Reste que comme le réalisateur répète à longueur d’interviews que ses films ne durent que le temps des choses qu’il a à dire, pas plus, pas moins, on peut objectivement se demander si avec Yannick, il avait beaucoup de choses à nous raconter hormis l’envie de partager l’un de ses fantasmes de spectateur, sans doute assez commun d’ailleurs.
Cela dit, ne soyons pas trop durs avec le réalisateur de Au poste !, Daim, Incroyable mais vrai ou encore Mandibule, cette économie de pellicule lui permet de quasiment égaler Amélie Nothomb dans la régularité de sa production artistique.
Passé le plaisir de voir un casting trois étoiles s’amuser dans un univers poético‑branchouille au charme fou, il faut bien l’avouer, ce Yannick laisse un peu de marbre. Le film fait indubitablement sourire, certes. Raphaël Quenard est génial, Pio Marmaï, presque autant, la direction artistique aux petits oignions, mais au final, on reste sur sa faim. Mais également sur sa fin tant la conclusion de cette aventure est tout de même bien décevante.
Dupieux et du moins bon
D’autant plus que ce Yannick avait le potentiel d’un Dupieux hors normes (pour qui apprécie son univers). À la fois absurde et totalement ancré dans la réalité, d’une acuité très fine sur la place du spectateur dans la création artistique, le film a des faux airs des Blier des années 80/90, le souffre de cette époque en moins. Il avait tout pour être le grand film, à la fois drôle et introspectif.
Malheureusement, le réalisateur survole son sujet. Ce qui était tout à fait acceptable dans ses derniers films conceptuels (que se passe‑t‑il si je trouve une mouche géante ? Que se passe‑t‑il si je trouve une trappe dans ma cave permettant de remonter le temps ?), de purs divertissements jubilatoires, l’est beaucoup moins ici.
Le moment de bascule où le personnage de Pio Marmaï s’aperçoit qu’on lui vole son public avait un potentiel énorme. Le syndrome de Stockholm artistique est‑il possible ? Voilà une sublime question de cinéma qui n’est pas assez exploitée. En quelques plans, les blessures de l'ego apparaissent, la vulnérabilité des acteurs face au public, aussi. Le film questionne étrangement la légitimité d’une certaine violence et la passivité. Il interroge aussi le mépris de classe du petit monde de la culture dans une mise en abyme assez sincère pour être remarquée. Est‑ce du cynisme ou de la satire ? La question reste tout de même un peu en suspens… Dupieux se contente de poser des pistes sans jamais aller bien loin.

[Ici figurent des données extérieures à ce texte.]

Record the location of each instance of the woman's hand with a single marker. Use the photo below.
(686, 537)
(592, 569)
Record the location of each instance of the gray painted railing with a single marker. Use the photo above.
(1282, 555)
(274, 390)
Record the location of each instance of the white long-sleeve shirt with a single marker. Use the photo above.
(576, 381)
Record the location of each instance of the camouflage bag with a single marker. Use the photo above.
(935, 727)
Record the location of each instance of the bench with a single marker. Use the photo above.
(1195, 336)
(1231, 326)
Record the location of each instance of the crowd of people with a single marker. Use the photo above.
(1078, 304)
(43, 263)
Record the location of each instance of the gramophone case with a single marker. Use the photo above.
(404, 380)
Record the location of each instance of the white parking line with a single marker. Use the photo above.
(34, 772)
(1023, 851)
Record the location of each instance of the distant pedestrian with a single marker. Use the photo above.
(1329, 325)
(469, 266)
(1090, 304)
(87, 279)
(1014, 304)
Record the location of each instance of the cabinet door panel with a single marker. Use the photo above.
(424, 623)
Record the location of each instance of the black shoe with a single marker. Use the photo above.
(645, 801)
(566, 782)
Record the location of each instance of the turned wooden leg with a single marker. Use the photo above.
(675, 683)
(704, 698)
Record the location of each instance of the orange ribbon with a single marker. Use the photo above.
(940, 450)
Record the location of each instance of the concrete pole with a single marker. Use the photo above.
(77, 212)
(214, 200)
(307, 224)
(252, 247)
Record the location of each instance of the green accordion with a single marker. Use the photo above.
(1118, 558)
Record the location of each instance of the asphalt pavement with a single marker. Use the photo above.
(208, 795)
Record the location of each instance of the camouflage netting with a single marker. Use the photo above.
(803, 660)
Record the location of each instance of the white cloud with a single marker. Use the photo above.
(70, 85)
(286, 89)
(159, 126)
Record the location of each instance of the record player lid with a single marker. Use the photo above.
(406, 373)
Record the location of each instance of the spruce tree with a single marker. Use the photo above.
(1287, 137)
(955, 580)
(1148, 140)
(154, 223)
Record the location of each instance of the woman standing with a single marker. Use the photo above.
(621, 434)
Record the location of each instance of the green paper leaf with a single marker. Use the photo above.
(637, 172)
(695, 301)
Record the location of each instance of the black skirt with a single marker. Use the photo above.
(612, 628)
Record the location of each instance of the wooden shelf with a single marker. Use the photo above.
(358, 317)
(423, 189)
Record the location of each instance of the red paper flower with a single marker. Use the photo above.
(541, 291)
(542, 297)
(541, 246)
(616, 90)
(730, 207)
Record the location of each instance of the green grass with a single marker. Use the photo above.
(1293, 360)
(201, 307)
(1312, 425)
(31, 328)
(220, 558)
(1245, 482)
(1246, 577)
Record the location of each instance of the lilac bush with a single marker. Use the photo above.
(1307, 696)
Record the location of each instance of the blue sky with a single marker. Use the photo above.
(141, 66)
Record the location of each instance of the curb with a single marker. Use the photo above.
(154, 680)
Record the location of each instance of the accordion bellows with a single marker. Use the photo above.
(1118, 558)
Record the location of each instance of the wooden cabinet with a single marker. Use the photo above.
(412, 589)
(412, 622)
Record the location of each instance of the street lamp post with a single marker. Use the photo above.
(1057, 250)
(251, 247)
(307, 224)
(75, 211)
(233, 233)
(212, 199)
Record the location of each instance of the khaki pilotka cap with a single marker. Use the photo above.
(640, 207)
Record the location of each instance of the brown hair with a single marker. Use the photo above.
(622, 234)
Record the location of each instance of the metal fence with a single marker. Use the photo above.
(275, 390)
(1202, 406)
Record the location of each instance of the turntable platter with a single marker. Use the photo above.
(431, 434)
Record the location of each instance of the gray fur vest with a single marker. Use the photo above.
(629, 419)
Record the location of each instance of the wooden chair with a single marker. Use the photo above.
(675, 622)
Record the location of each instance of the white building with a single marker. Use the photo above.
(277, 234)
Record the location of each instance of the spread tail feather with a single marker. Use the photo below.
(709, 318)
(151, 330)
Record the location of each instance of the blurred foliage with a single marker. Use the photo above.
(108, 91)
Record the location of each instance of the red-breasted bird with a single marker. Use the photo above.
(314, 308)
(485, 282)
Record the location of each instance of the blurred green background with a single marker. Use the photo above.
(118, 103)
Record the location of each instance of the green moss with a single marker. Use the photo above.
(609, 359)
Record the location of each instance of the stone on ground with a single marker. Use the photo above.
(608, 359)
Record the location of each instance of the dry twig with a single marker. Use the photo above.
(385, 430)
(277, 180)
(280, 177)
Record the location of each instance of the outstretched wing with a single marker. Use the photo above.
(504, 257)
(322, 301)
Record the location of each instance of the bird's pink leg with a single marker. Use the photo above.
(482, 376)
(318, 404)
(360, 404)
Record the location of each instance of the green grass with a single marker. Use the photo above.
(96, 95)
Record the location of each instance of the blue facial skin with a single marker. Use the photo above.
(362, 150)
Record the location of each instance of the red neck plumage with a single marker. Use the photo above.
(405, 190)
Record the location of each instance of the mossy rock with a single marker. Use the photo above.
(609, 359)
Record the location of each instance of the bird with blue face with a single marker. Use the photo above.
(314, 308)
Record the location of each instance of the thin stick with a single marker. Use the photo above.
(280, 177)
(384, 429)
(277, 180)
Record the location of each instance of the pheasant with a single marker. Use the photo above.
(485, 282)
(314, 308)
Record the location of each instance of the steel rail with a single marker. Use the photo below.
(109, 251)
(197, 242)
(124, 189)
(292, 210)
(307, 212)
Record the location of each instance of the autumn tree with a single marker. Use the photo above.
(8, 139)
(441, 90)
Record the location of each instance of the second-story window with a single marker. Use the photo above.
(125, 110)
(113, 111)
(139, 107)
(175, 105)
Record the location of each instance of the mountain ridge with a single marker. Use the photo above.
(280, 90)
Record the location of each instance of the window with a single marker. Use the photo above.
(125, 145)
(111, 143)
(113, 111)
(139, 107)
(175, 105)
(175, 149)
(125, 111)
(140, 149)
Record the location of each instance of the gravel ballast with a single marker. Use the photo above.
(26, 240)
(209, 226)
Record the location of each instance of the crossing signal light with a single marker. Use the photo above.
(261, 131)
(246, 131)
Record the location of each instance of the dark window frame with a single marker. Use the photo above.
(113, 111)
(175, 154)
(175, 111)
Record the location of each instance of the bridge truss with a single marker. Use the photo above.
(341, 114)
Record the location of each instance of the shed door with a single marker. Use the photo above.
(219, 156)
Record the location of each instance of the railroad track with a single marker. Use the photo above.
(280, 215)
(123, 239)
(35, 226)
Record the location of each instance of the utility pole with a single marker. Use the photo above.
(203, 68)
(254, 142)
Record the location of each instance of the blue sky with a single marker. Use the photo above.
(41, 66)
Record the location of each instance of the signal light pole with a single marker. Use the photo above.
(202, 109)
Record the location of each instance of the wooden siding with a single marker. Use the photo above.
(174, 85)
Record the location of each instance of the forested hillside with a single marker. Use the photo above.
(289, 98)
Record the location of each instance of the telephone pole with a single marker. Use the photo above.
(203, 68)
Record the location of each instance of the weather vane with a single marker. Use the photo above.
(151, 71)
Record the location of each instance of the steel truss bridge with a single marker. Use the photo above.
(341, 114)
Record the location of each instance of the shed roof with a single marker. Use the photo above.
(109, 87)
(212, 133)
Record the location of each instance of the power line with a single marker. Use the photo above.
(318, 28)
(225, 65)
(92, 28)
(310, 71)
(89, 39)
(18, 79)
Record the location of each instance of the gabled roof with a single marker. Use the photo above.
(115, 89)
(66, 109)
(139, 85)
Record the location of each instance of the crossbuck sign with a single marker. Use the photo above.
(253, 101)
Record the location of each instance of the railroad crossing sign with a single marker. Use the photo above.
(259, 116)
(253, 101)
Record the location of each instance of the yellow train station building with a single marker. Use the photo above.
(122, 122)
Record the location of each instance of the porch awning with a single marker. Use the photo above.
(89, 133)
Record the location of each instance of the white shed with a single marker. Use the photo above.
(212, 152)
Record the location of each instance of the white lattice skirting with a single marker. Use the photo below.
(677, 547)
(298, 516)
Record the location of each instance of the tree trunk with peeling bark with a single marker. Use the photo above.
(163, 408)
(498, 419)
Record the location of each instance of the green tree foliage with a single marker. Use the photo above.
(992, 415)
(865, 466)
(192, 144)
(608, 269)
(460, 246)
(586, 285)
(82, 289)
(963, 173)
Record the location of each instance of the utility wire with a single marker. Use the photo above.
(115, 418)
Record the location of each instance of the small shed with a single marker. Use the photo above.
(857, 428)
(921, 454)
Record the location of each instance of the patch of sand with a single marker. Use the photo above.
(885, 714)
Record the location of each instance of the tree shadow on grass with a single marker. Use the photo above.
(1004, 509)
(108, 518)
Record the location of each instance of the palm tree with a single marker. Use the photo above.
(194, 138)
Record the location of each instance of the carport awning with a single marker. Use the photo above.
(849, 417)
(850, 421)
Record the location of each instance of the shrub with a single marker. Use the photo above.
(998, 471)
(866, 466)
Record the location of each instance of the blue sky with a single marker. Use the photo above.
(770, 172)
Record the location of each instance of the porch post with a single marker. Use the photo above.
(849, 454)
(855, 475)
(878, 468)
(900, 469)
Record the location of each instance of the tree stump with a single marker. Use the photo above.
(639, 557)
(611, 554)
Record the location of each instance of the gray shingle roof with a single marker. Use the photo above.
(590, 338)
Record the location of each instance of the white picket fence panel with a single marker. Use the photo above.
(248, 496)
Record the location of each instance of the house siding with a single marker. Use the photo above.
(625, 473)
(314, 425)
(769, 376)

On aurait également aimé que les deux personnages féminins ne soient pas autant en retrait. C’est dommage de faire appel à Blanche Gardin pour une ou deux vannes, et déjà vues dans la bande‑annonce. Quant à Agnès Hurstel, c’est à se demander si le monteur avait une dent contre elle. Certes, le film fut tourné en six jours, mais tout de même.
Au final, l’histoire retiendra que ce Yannick fut un succès salles indéniable et c’est tant mieux tant il représente une proposition de cinéma rare. Mais elle retiendra aussi un exercice un peu court. Certains y verront une jubilatoire et saine frustration, d’autres un gentil foutage de gueule. À vous de voir (ou pas).